FR - Support to appropriately reschedule the task in case a delegate gets disconnected while running a task.

in progress

Teal Alpaca

When a harness delegate, running as a pod in k8s, is rescheduled by the k8s control plane as part of the usual course of cycling nodes, relocating for better resource utilization, etc -- all normal and expected activities -- end users are met with a "harness delegate disconnect" error and the pipeline simply fails.
We configured failure strategies on the stages and believed this should be sufficient but it has proven otherwise. In communicating with our Harness sales & engineering reps, this failure mode simply results in "lost tasks".
This needs to be addressed: we expect the failure strategies and general harness machinery should be able to handle this and appropriately reschedule the task accordingly, failing only when the configured failure strategy is exhausted.

Created by Ankit Kumar

August 7, 2024

Autopilot

Merged in a post:

Delegate should retain some stateful information about ongoing tasks or have a way for tasks to replay

Controlled Tapir

Running software in the cloud it is expected that there are partitioned events that can occur that can cause disruption be that connectivity, the container restarts, etc. 
Today if the delegate container is restarted assuming a software error or some other problem if there are running tasks.  Once the delegate is restarted those tasks are orphaned.
Possible solution 1:
Task information state is stateful this would require that state stored somewhere or if there are multiple delegates the state distributed. Upon restarting a delegate the last state is known and task can be resumed.
Possible solution 2: 
The task itself can be replayed after a period of time if there is no new activity the task can attempt to reconnect and replay the last step. Idempotency would need to be considered here. 
Possible solution 3:
The task times outs and the pipeline run fails instead of being stuck in a running state.  This forces the user to take action quickly when the delegate is not recoverable.

December 25, 2024

Autopilot

Merged in a post:

Enhance Delegate Task Assignment to Handle Disconnected Delegates Efficiently

Printed Armadillo

We have encountered issues where our pipelines become stuck or fail when delegates disconnect unexpectedly during task assignment or task rebroadcasting.

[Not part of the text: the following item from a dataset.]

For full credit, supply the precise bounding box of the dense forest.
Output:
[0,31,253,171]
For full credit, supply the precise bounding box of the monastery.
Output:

The system continues to attempt to assign tasks to these disconnected delegates, causing delays and hindering our deployment processes.
Problem Statement:
Pipelines get stuck when tasks are repeatedly broadcast to delegates that are no longer connected.
There is no immediate detection or handling mechanism for delegates that disconnect during task assignments.
This leads to increased pipeline execution times and requires manual intervention to abort and restart pipelines.
Proposed Solution:
Implement a mechanism to promptly detect when delegates have disconnected during task assignment.
Introduce logic to reassign tasks to available and connected delegates without causing the pipeline to hang.
Optimize the task rebroadcasting process to avoid repeatedly targeting disconnected delegates.
Benefits:
Improved reliability and stability of pipeline executions.
Reduced manual intervention to manage stuck or failed pipelines.
Enhanced efficiency in environments with fluctuating delegate availability.
Use Case:
As a user, when I run a pipeline, I want the system to handle delegate disconnections gracefully so that my pipeline does not get stuck or fail, ensuring smooth and efficient deployments.

November 25, 2024

This post was marked as

in progress

Rohan Gupta

marked this post as

long-term

We can improve this, lost tasks shouldn't be happening, we will review this.